In addition, when the above-mentioned automatic shift frequently occurs, the cruise side requests and changes the shift point. In the case of manual driving, the shift-down position is set to a position where there is still a little extra acceleration power remaining, but in the case of a cruise, it is possible to lower it from the time of manual operation because the extra acceleration power is small. On the other hand, the cruise does not operate the accelerator excessively during the torque change operation of the automatic transmission, so the transmission side receives the information that the cruise is in use, so a constant with less shift shock can be set. You can choose.

In the second system, ground markers are provided mainly on expressways so as to cross the road at regular intervals and at right angles to the direction of travel, mainly by beam radio waves, road surface embedded loops, infrared rays, ultrasonic waves, and the like. .

This is received on the vehicle and the speedometer display is corrected for the error in the effective radius of the tire before the cruise is set.

A vehicle running using the second system lights a blue sign light on its rear surface. The settable speed is mainly 5 km / h. If the speedometer of the own vehicle is 98 km / h when the vehicle is following the sign-lit vehicle and the inter-vehicle distance is almost stable, as the second system, the front vehicle is set to 100 km / h,
The pacemaker determines that the vehicle is running, and the pacemaker 10
It will be set to 0km and the message "100km cruise, standby" will appear. Then, press the set button to start automatic driving. There is also a case where the set speed information of the cruise of the preceding vehicle is modulated and entered in the rear lamp to notify the tracking vehicle to synchronize.

Information such as the friction coefficient when the road surface freezes is modulated and entered in the signal of the ground marker, which is received and stored in the vehicle side and displayed in the vehicle, and the safe speed according to the performance of the vehicle is displayed. If the driver has a license, the interlock may be applied.Directly instruct the ground to correct the speed limit, and if the vehicle is running at a speed higher than that, the hazard lamp will be turned on automatically. In some cases, it may warn nearby vehicles or may automatically interrupt the cruise.

Regarding the error of the above-mentioned second system, the error of time is first, but the accuracy of the crystal oscillator is at least 1.
There is no actual damage because 0 minus 6th power, that is, 1 km or less after traveling 1000 km. Secondly, there are variations in the detection positions of the ground markers of both vehicles in the traveling direction of the vehicle and accumulated pulses, but the sum of these can be suppressed to about 10 m, and the cumulative increase increases depending on the traveling distance. There is no.

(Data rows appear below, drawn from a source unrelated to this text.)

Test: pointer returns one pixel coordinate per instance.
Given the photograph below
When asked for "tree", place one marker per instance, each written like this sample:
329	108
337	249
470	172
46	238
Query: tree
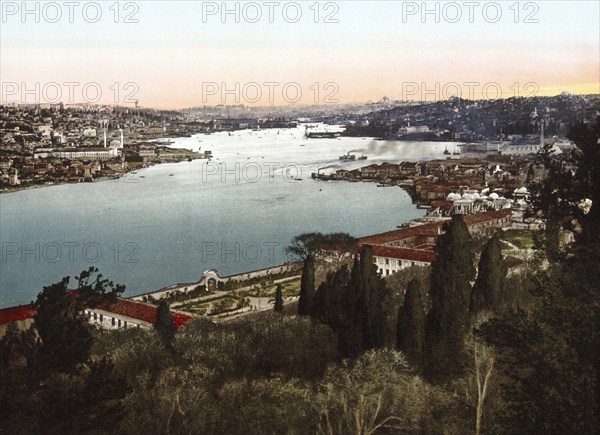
376	392
278	308
567	189
411	325
448	320
481	370
330	299
64	332
307	287
488	291
164	325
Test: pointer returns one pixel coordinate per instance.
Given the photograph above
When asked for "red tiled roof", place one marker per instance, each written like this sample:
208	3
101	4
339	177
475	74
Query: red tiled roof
141	311
402	233
404	254
12	314
123	307
430	229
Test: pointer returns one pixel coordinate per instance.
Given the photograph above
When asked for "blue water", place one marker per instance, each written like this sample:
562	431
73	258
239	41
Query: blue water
235	214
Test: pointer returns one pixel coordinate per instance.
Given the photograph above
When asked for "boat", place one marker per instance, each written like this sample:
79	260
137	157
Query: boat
321	134
348	157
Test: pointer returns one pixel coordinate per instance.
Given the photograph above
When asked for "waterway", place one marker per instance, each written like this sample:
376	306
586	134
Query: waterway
168	223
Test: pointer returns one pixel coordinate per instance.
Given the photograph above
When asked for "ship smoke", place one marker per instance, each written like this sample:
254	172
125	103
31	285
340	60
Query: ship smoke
376	148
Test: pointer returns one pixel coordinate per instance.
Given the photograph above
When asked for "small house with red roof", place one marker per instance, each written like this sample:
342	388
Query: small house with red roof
124	313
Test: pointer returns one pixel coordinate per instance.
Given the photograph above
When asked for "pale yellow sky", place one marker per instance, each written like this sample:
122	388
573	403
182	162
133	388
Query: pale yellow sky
185	54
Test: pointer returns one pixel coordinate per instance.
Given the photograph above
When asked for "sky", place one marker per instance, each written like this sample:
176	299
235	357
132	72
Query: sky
184	54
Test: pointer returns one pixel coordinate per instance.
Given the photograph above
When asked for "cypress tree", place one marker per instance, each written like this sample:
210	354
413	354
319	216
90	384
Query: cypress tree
351	333
372	301
330	299
411	324
164	325
278	308
307	287
448	321
488	292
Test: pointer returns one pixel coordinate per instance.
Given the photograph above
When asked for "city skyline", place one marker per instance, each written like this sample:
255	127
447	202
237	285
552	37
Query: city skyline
259	53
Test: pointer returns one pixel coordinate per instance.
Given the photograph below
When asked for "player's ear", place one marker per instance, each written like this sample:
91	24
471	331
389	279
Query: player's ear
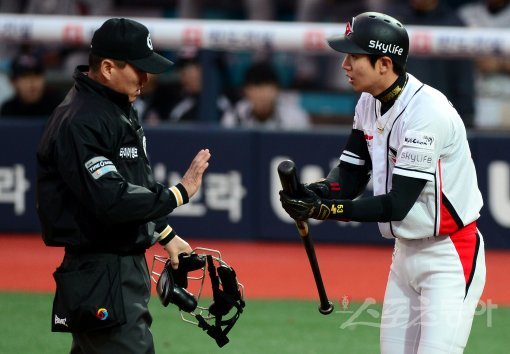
384	64
106	68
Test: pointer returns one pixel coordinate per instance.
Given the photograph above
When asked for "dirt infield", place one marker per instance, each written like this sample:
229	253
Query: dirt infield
268	270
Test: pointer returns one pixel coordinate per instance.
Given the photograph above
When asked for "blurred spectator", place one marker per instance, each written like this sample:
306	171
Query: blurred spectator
492	104
453	77
180	102
31	98
264	105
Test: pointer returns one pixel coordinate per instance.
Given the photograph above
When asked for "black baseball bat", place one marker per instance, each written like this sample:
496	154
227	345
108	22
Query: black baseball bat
290	184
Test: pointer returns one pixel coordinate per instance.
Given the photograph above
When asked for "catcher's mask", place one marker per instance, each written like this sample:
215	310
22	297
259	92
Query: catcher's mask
227	292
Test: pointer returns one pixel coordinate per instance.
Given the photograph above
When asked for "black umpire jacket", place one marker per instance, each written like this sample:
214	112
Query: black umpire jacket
95	188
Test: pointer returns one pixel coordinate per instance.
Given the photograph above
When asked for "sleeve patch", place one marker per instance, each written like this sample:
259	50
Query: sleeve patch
99	166
416	158
419	140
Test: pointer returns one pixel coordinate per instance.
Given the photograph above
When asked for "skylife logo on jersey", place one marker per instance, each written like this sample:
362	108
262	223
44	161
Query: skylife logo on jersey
385	48
419	139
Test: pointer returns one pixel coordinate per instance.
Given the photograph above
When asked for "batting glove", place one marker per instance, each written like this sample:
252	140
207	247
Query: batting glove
324	188
307	205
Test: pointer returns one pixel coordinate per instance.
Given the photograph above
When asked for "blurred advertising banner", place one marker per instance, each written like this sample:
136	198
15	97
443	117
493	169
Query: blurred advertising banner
239	197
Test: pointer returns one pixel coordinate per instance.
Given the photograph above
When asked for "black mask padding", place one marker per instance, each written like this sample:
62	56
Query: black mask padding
170	292
225	299
187	263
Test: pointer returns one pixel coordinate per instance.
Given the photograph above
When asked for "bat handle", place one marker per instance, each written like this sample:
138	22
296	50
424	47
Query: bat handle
326	308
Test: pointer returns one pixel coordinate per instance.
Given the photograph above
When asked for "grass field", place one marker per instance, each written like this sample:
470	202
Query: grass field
267	326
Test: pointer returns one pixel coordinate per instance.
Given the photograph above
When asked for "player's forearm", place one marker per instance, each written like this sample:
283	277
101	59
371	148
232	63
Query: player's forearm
393	206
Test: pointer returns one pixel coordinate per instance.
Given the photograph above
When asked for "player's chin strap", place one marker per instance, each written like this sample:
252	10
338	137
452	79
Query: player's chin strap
224	301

On the other hand, it is said that the following distance is sufficient for a minimum of 2 seconds when the preceding vehicle stops using the brakes during following travel, but when the preceding vehicle stops due to a collision, In order to avoid a pool, 100 m or more is required at 100 km / h on a Japanese highway, and about 150 m is required for a relaxed driving with less fatigue. Therefore, the control error in the previous section does not give the occupant a feeling of strangeness.

In place of the ground marker, a navigation system that relies on in-vehicle information such as satellite and / or acceleration may be used. At this time, the set value of the cruise along the road, the passing time at each point, etc. are recorded, and before the next run, call up the table and scroll to check, and check the scheduled time for one of the points. The timetable is automatically shifted and created, and the pacemaker is automatically set along with it, and if you can not run as planned because of the tracking run, to the present point and future points The estimated arrival time is displayed and, if possible, the set value is automatically corrected so as to recover the delay. When scrolling, display the start and end data at the top and bottom of the screen and scroll only the intermediate value.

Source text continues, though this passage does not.